Over the past month or so, I have been able to see the possibility that exists all around me. By “possibility” I essentially mean “choices I could make.”
There is always possibility; it is always all around every one of us; it is always perched on the tips of our respective noses. But there also exists The Lull, and The Lull is a veil that gets dropped slowly, silently down over our faces until we can’t see those possibilities. The Lull isn’t a malevolent spirit, it’s just made of stuff that makes a strong piece of gauze: time, habit, inertia and fear. It’s the veil that weighs 6,000lbs.
But every once in awhile the veil lifts. Sometimes it lifts because something good happens (e.g., you win a baking contest and think, “Wait a minute… Do I want to be a professional baker???”) Sometimes it lifts because something terrible happens (e.g., your significant other breaks up with you and though you’re sad, you’re now a free agent and you no longer have to deal with his World of Warcraft obsession or anyone’s, ever, ever again.) Possibilities flood in when The Lull is disrupted. You suddenly see the world beyond the veil and wow, is it ever big and boy, were you ever thinking small.
You don’t have to wait for something to happen to you to lift the veil. That sounds like something a life coach would say, but I know from recent experience that it’s true.
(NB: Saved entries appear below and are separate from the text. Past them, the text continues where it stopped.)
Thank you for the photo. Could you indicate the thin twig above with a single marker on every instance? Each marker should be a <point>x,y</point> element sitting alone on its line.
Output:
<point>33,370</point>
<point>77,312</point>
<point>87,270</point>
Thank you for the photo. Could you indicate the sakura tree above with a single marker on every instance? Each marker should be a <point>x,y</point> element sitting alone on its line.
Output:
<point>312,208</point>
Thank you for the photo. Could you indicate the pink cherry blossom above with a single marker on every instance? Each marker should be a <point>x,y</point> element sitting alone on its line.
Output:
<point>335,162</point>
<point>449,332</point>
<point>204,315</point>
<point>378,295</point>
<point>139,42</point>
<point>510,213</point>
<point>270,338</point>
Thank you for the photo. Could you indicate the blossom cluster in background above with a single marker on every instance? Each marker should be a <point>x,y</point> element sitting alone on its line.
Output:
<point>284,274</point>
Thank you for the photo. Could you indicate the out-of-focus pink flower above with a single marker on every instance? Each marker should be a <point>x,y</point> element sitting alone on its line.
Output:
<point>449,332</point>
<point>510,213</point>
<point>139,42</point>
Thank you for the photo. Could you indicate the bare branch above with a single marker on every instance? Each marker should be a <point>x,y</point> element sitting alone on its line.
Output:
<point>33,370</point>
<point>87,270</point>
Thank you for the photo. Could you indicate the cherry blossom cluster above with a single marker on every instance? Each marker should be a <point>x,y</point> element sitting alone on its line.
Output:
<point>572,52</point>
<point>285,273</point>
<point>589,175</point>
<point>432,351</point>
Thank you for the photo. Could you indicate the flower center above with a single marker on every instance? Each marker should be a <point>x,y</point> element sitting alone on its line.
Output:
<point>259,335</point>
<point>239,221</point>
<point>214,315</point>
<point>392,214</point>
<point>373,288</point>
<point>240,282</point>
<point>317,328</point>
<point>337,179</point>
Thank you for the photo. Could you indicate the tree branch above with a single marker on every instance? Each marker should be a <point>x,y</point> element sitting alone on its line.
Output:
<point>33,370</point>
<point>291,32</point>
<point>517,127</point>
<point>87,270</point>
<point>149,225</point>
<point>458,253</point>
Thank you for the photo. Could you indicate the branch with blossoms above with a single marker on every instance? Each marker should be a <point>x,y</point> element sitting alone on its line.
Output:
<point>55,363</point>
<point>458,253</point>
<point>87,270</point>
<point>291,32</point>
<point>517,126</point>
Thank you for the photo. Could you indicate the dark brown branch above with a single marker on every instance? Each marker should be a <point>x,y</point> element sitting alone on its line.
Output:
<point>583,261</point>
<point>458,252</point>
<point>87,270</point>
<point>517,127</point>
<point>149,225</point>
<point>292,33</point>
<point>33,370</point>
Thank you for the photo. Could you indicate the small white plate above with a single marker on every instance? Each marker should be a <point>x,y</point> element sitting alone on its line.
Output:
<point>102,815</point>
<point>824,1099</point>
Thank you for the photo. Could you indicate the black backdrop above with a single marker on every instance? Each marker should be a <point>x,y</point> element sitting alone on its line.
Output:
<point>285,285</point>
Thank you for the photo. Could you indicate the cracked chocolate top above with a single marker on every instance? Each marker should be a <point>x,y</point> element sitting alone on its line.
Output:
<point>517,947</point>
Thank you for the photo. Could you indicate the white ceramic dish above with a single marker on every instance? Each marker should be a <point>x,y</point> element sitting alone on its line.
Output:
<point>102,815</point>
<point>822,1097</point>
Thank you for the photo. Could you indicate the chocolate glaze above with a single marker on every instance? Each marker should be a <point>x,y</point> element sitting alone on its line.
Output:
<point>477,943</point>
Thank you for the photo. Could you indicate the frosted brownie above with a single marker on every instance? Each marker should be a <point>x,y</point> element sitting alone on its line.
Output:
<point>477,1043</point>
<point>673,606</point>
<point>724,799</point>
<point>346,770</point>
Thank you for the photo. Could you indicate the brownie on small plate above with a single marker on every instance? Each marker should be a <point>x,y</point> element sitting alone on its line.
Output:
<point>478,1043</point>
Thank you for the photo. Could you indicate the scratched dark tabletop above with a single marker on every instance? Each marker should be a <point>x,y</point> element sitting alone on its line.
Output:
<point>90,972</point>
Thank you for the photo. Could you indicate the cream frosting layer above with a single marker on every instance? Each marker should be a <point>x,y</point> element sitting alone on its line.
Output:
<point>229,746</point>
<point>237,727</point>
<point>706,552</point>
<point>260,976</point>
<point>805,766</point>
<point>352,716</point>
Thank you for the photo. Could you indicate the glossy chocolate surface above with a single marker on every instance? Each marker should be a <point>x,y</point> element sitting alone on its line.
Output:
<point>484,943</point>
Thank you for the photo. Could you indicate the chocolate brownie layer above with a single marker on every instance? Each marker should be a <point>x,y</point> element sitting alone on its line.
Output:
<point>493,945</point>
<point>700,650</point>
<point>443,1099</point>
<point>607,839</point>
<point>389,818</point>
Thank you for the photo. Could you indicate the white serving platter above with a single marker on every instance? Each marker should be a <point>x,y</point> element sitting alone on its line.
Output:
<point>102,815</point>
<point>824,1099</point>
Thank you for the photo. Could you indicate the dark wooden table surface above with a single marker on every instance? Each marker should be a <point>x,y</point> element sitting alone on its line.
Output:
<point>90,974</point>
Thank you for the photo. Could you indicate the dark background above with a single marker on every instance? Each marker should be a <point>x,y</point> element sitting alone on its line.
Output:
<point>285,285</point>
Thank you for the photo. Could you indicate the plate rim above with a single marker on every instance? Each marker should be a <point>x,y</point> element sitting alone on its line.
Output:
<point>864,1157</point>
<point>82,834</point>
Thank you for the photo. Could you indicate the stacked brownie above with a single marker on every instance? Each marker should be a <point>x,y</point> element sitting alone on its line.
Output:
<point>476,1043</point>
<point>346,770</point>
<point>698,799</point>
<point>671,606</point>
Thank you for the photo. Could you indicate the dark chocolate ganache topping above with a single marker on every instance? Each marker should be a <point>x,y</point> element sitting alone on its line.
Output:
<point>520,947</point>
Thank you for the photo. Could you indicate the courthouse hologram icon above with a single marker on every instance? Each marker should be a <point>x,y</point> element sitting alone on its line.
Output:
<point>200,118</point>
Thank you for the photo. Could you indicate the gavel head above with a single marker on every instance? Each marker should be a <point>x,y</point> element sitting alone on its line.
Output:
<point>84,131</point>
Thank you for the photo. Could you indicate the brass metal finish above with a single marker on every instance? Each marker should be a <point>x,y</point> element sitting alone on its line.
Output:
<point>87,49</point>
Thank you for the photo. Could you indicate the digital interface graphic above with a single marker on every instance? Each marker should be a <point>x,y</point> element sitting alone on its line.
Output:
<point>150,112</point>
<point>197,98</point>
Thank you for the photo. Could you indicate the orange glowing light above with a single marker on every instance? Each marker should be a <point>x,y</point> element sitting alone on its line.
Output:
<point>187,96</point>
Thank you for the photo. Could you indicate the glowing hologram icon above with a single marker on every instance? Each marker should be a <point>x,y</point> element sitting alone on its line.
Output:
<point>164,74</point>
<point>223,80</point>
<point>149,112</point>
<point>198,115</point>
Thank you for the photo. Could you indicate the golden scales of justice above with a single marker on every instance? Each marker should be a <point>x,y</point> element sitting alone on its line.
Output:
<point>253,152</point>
I recently asked myself, “Mary Fons, what do you want?” I wasn’t talking about handbags. I wasn’t talking about lunch. I just stopped what I was doing (eating lunch, alone) and faced myself. I run all over the place, I go 90-miles an hour, I’ve got this thing, I’ve got that thing… But what do I want? What is my heart’s delight? If money was no object, if nothing bad would happen, if no puppies would lose their lives, what possibilities that are consistently pushed away would I grab and make my Real Life?
And now, I’m super raw. The veil is up and it’s fun to see all this stuff. It’s also a mite overwhelming: the veil hides a lot of possibilities. I don’t have more possibilities than some because I don’t have a family or a spouse; I just have different ones. I don’t have fewer possibilities because I don’t have buckets of money like some people; I just have different ones.
Watch out for The Lull. Flap your hands over your face and see if you can move that veil out your eyes. I can’t be held responsible for what you see, but I don’t think you’ll regret it. And you can’t un-see things.